Yes. That relates to the above answers. What is so essential for all of us is to accept who we are. To find the home within ourselves. Everything is always changing. That is Diné philosophy. We always leave an opening for change. I realize that I am part of that change. Not for better or worse, but as a witness, as a witness for myself and for my family.

 

While some of your stories are heartbreaking, many are playful, such as “Suspicious Minds,” which is about the separated twins Thunder and Lightning and ends with a sort of literary wink involving “Uncle Tito’s dentures.” Can you talk about the power of playfulness in this book?

 

This book could not be read without humor. This life, our lives, cannot be led without humor. I try to not take myself too seriously. I try not to get a big head. Humor is a good way of looking at myself and laughing instead of criticizing. Humor is required to understand two-leggeds. We are kind of ridiculous, aren’t we? LOL

 

The narrator of “Personal Jesus” steals a bowling ball pin from her friend’s toy set as a way of having something of Missy’s even if she can’t have her. In “Little Wing,” Teenie buries a bowl at a proposed casino construction site to halt progress on the project. The Zwiggler lure with which Ruth “catches” a human leg is made from feather earrings her daughter left behind when she moved out. Please talk about the importance of objects in The Half-White Album.

 

Well, there is a whole chapter related to returning our “things” to us. In “Personal Jesus,” the objects relate to how things possess us versus us possessing them. I only see that in retrospect. I don’t write with a theme in mind. However, Western culture is obsessed with things and possessions. What do we have, and how much? In the chapter, “Live at the House Made of Blue Smoke,” the band member and lead singer, Jeannie J, says, “We loved playing the Blue Smoke. We return, and we’re home [… the] things we left behind are returned to us.” Native people have “lost” so much; for me, the only way to retrieve it is by going back. It takes a lot of strength to do that. So the objects really are just ways into the story. A true story about a prosthetic leg becomes about the danger of living in a world that pulls you apart. The objects become a metaphor for what has really been lost or found.

 

At the end of “Do You Want to Dance?,” after Ruth and Dolores deliver a human leg to the parents of the young man it once belonged to, the two women look out at The Sleeping Sisters (three volcanoes), who dream the story of the leg into one that ends with the dead son and his wife having a hundred children and traveling the universe “dancing and laughing and dancing and laughing.” Can you discuss how stories get mythologized in your book?

 

You could say this collection is my creation story. My legends. My way of finding a place to exist. All creation stories are used for that same purpose. To explain our existence in the vast universe. To ease our minds and let us know we are not a mistake. We belong somewhere. 
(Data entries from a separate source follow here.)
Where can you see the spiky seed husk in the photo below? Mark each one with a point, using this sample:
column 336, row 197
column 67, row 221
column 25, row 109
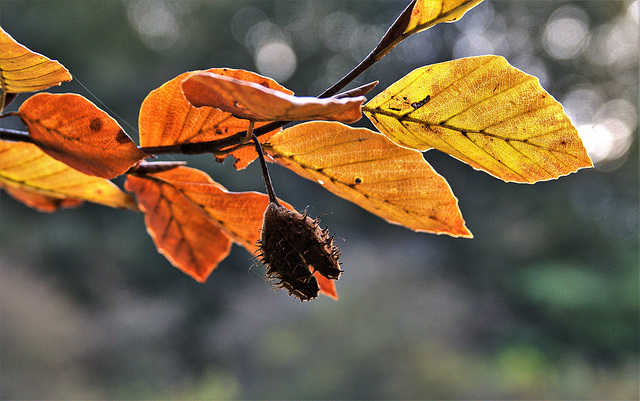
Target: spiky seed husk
column 293, row 246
Headshot of the author Cynthia J. Sylvester, dressed in black with a turquoise necklace against a backdrop of adobe and dried corn

Cynthia Sylvester is born into the Kiyaa’áanii Clan for the Bilagáana Clan and is an enrolled member of the Diné. She is a native of Albuquerque, New Mexico. Her work has appeared in numerous literary magazines. She received the Native Writer Award at the Taos Writer’s Conference, is a graduate of the University of New Mexico, and received her MFA in creative writing from the MFA Program for Writers at Warren Wilson College. Sylvester’s debut book, The Half-White Album, was published by the University of New Mexico Press as part of the Lynn and Lynda Miller Southwest Fiction Series. The Half-White Album won the best LGBTQ+ book in the 2023 New Mexico–Arizona Book Awards. She was a 2024 faculty member in creative writing at the Emergine Diné Writers Institute at NTU. Monthly, Cynthia hosts Albuquerque DimeStories—three-minute stories written and read by the author. She’s currently working on a novel and a children’s story.